Peak performance vs Real World – Exchange on Nutanix Acropolis Hypervisor (AHV)

I wrote a post in April 2015 titled “Peak Performance vs Real World Performance” which discusses how benchmarks are not realistic and the performance shown in benchmarks can rarely be reproduced with real workloads. It has been one of my most popular posts, and I have had overwhelmingly positive feedback, with only a select few still pushing unrealistic peak performance benchmarks as being of value to customers.

I thought I would whip up a post showing an example of benchmarks vs real world performance requirements using MS Exchange Jetstress on Nutanix.

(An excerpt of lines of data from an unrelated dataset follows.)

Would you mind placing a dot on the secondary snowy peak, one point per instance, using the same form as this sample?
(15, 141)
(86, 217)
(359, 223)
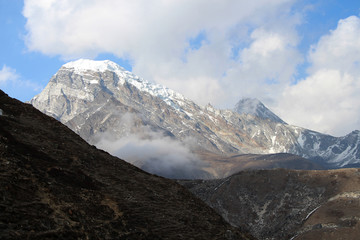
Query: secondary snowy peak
(254, 107)
(82, 66)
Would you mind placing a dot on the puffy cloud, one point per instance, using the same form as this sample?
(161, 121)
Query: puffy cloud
(156, 36)
(328, 99)
(7, 74)
(242, 48)
(151, 150)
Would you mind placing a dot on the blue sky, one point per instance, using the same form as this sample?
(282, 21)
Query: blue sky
(299, 57)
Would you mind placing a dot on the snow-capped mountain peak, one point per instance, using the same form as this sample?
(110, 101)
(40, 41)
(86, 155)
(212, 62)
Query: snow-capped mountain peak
(83, 65)
(169, 96)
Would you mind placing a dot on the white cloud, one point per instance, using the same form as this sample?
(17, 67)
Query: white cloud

The below is a screen shot from Nutanix PRISM HTML based GUI showing a Virtual Machines Read/Write IOPS , bandwidth and latency during a MS Exchange Jetstress benchmark.

JetstressAHV20160105

The screen shot shows ~4000 Read IOPS and ~4000 Write IOPS at a latency of 1.59ms.

But what does the above really tell us and what does it mean to a customer?

I’ve been quoted as saying “Benchmarks are of little value without context specific to customer requirements!” and I stand by this statement.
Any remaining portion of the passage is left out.